In the study, Jennifer C. Spencer, MD, and colleagues used MarketScan Commercial claims data to identify 1,332,217 privately insured patients aged 9 to 26 years who started the bivalent or quadrivalent HPV vaccine series between 2006 and 2014. Researchers followed the patients through 2015. The study’s outcome of interest was the completion of the third HPV vaccine dose within 1 year of initiating the series. This was evaluated in terms of age, region, insurance plan type, provider type, and seasonal influenza vaccination.
Results of their analysis, published today in American Journal of Public Health, indicated that 70% of female patients and 62% of males received a second HPV dose within a year of the initial dose, but only 45% of females and 35% of males received all three doses within a year.
Pediatricians were among the providers who most commonly administered the initial HPV vaccine dose (48% of females, 67% of males), along with family physicians (20% of females, 15% of males). Additionally, obstetricians/gynecologists (OB-GYNs) provided 12% of initial vaccines administered to female patients.
Female patients who began the course in 2006 had high rates of follow-through (66.8%), but the rates declined each year, with 59% receiving vaccination in 2007, 50.8% receiving vaccination in 2008, and 42.1% receiving the vaccine in 2009. After 2010, the decline became less prominent but persisted, arriving at a low of 38.2% in 2014.
Male patients had a less pronounced decrease in follow-through over time (36.1% in 2011 and 33.1% by 2014), the researchers said.
The female patients who completed all three doses were more likely to have initiated the vaccine through an OB/GYN (54.7%) vs. a pediatrician (44.3%; P < .001).
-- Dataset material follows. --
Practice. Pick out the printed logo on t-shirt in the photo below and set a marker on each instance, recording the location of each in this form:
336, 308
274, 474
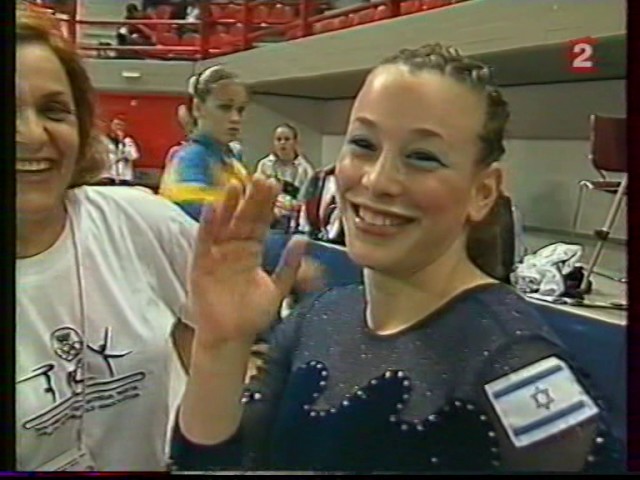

The lowest rate of follow-through in female patients was among those who started the vaccine through midlevel providers (41.4%). Likewise, male patients who initiated the vaccine with a midlevel provider had a lower rate of follow-through (31.3%) compared with those who received the first dose from a pediatrician (36.1%; P < .001).
In both sexes, having received an influenza vaccine within the previous year was associated with a higher rate of HPV vaccine follow-through, whereas living in the South or West was associated with lower follow-through. Patients with HMO insurance plans were less likely to follow through with HPV vaccines vs. those in preferred provider organizations (44.2% vs. 46.2% for males; 31.7% vs 36.3% for females; P < .001). In female but not male patients, being enrolled in a high-deductible health plan was associated with lower rates of follow-through vs. those in preferred provider organizations (44.2% vs. 46.2%; P < .001).
“Although HPV vaccination is improving over time, only 45% of females and 35% of males in our study completed the HPV series within 1 year of initiation,” the researchers wrote. “Programs seeking to improve vaccination should emphasize the importance of timely follow-through and should target the full range of providers who deliver HPV vaccines.” – by Jennifer Byrne
Disclosures: Spencer reports receiving funding on an unrelated grant from Pfizer. Please see the study for all other authors’ relevant financial disclosures.